Lisi Group (Holdings)'s recent share price jump still sees its P/E sitting firmly flat on the ground. While the price-to-earnings ratio shouldn't be the defining factor in whether you buy a stock or not, it's quite a capable barometer of earnings expectations.

As we suspected, our examination of Lisi Group (Holdings) revealed its three-year earnings trends are contributing to its low P/E, given they look worse than current market expectations. At this stage investors feel the potential for an improvement in earnings isn't great enough to justify a higher P/E ratio. Unless the recent medium-term conditions improve, they will continue to form a barrier for the share price around these levels.

And what about other risks? Every company has them, and we've spotted 1 warning sign for Lisi Group (Holdings) you should know about.

You might be able to find a better investment than Lisi Group (Holdings). If you want a selection of possible candidates, check out this free list of interesting companies that trade on a low P/E (but have proven they can grow earnings).

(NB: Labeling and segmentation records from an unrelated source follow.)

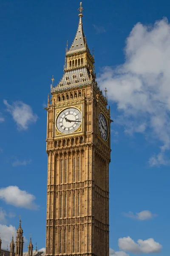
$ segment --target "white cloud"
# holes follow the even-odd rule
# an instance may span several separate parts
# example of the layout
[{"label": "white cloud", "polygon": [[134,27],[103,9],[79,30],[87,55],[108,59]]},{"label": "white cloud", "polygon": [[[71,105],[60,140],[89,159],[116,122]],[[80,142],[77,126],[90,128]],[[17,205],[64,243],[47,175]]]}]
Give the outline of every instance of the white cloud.
[{"label": "white cloud", "polygon": [[6,99],[3,100],[3,103],[17,123],[19,130],[26,130],[29,124],[36,122],[37,116],[33,113],[29,105],[22,102],[15,102],[10,105]]},{"label": "white cloud", "polygon": [[115,252],[113,249],[110,248],[109,256],[129,256],[129,254],[127,254],[127,253],[122,251]]},{"label": "white cloud", "polygon": [[132,212],[129,212],[128,213],[124,213],[123,215],[140,221],[146,221],[153,218],[154,217],[157,216],[156,214],[152,213],[150,211],[147,210],[137,212],[136,214],[134,214]]},{"label": "white cloud", "polygon": [[14,213],[10,212],[7,214],[6,211],[3,210],[2,207],[0,207],[0,223],[6,224],[6,218],[8,217],[10,218],[14,218],[15,215]]},{"label": "white cloud", "polygon": [[0,199],[8,204],[16,207],[36,209],[38,207],[34,203],[35,197],[17,186],[10,186],[0,189]]},{"label": "white cloud", "polygon": [[151,27],[136,24],[127,39],[125,61],[105,67],[98,78],[110,100],[117,104],[116,123],[126,133],[144,133],[162,145],[151,166],[167,165],[170,146],[170,24],[166,18]]},{"label": "white cloud", "polygon": [[0,207],[0,222],[3,223],[6,222],[6,217],[7,215],[6,212]]},{"label": "white cloud", "polygon": [[130,237],[119,238],[118,240],[119,246],[121,250],[130,252],[135,254],[139,253],[159,253],[162,245],[156,242],[153,238],[146,240],[139,239],[136,243]]},{"label": "white cloud", "polygon": [[17,230],[12,225],[7,226],[0,224],[0,237],[2,239],[2,248],[6,250],[7,244],[8,248],[12,239],[12,233],[14,233],[14,237],[15,237]]},{"label": "white cloud", "polygon": [[45,252],[45,247],[43,247],[43,248],[41,248],[41,249],[40,249],[38,250],[39,251],[43,251],[44,252]]},{"label": "white cloud", "polygon": [[94,24],[93,24],[93,26],[96,30],[96,34],[102,34],[106,32],[105,28],[102,26],[98,26]]},{"label": "white cloud", "polygon": [[31,162],[31,159],[30,159],[29,160],[23,160],[23,161],[20,161],[17,159],[13,162],[12,163],[12,166],[15,167],[19,166],[26,166],[27,165],[27,164],[29,164]]}]

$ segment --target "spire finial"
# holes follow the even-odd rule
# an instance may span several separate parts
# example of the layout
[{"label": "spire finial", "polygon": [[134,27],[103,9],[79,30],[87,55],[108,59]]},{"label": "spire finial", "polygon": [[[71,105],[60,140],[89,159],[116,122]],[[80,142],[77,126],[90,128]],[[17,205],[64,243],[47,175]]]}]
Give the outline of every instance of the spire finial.
[{"label": "spire finial", "polygon": [[20,215],[20,227],[21,227],[21,215]]},{"label": "spire finial", "polygon": [[105,92],[105,97],[106,98],[107,98],[107,92],[108,90],[106,89],[106,87],[105,87],[105,90],[104,91]]},{"label": "spire finial", "polygon": [[93,52],[93,58],[94,58],[94,47],[93,47],[93,50],[92,50],[92,52]]},{"label": "spire finial", "polygon": [[80,2],[80,7],[77,10],[77,11],[79,11],[79,17],[82,17],[82,16],[83,16],[82,13],[82,11],[84,11],[84,9],[82,8],[82,3],[81,2]]},{"label": "spire finial", "polygon": [[52,85],[53,86],[54,81],[54,76],[52,76],[52,78],[51,79],[51,80],[52,81]]}]

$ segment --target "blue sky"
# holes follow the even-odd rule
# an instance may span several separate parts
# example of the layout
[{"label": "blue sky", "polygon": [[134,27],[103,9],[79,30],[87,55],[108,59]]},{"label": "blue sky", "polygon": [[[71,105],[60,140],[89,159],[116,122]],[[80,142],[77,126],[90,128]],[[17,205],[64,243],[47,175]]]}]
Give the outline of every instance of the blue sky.
[{"label": "blue sky", "polygon": [[[4,246],[21,215],[45,246],[46,113],[63,73],[79,1],[0,1],[0,230]],[[169,253],[170,3],[166,0],[82,3],[97,80],[108,90],[112,123],[112,256]],[[9,239],[10,240],[10,239]]]}]

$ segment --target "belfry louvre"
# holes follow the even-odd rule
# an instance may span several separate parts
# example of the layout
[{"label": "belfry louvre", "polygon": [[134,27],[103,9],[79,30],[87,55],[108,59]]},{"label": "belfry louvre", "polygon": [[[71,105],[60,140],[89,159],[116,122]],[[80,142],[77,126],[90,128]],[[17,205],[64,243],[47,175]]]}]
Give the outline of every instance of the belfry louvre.
[{"label": "belfry louvre", "polygon": [[82,23],[47,108],[46,255],[109,256],[110,108]]}]

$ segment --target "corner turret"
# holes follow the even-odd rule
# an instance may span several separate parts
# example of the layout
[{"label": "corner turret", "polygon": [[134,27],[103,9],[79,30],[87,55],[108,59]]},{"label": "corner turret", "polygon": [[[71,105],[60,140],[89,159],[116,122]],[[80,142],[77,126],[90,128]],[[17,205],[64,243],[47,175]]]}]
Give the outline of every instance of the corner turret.
[{"label": "corner turret", "polygon": [[30,241],[29,244],[28,246],[28,256],[32,256],[32,252],[33,250],[33,245],[32,244],[31,238],[30,237]]},{"label": "corner turret", "polygon": [[15,244],[14,242],[14,236],[12,236],[12,241],[10,244],[10,256],[14,256],[14,250],[15,250]]},{"label": "corner turret", "polygon": [[23,236],[23,230],[21,227],[21,220],[20,220],[20,225],[17,232],[16,239],[15,256],[23,256],[24,238]]}]

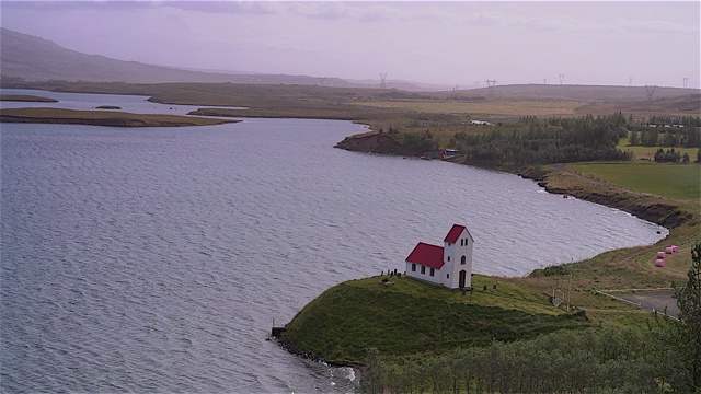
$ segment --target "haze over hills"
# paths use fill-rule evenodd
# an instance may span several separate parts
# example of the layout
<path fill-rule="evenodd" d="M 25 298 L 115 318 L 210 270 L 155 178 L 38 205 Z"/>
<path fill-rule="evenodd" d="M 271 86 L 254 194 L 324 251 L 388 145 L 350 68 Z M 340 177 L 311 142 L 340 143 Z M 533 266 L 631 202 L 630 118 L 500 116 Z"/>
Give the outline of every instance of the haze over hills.
<path fill-rule="evenodd" d="M 341 78 L 242 73 L 237 71 L 195 71 L 137 61 L 111 59 L 66 49 L 57 44 L 0 27 L 0 69 L 3 77 L 30 81 L 66 80 L 88 82 L 166 83 L 231 82 L 264 84 L 304 84 L 334 88 L 378 88 L 379 81 L 353 83 Z M 409 91 L 439 90 L 439 85 L 422 85 L 388 81 L 388 88 Z"/>

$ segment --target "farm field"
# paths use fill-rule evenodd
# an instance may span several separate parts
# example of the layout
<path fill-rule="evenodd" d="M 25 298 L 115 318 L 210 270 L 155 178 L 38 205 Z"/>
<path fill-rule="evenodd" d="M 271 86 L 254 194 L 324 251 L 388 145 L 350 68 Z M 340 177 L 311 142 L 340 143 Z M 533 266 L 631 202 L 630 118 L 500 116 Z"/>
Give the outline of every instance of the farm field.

Have feedback on this article? Concerned about the content? Get in touch with us directly. Alternatively, email editorial-team (at) simplywallst.com.
This article by Simply Wall St is general in nature. We provide commentary based on historical data and analyst forecasts only using an unbiased methodology and our articles are not intended to be financial advice. It does not constitute a recommendation to buy or sell any stock, and does not take account of your objectives, or your financial situation. We aim to bring you long-term focused analysis driven by fundamental data. Note that our analysis may not factor in the latest price-sensitive company announcements or qualitative material. Simply Wall St has no position in any stocks mentioned.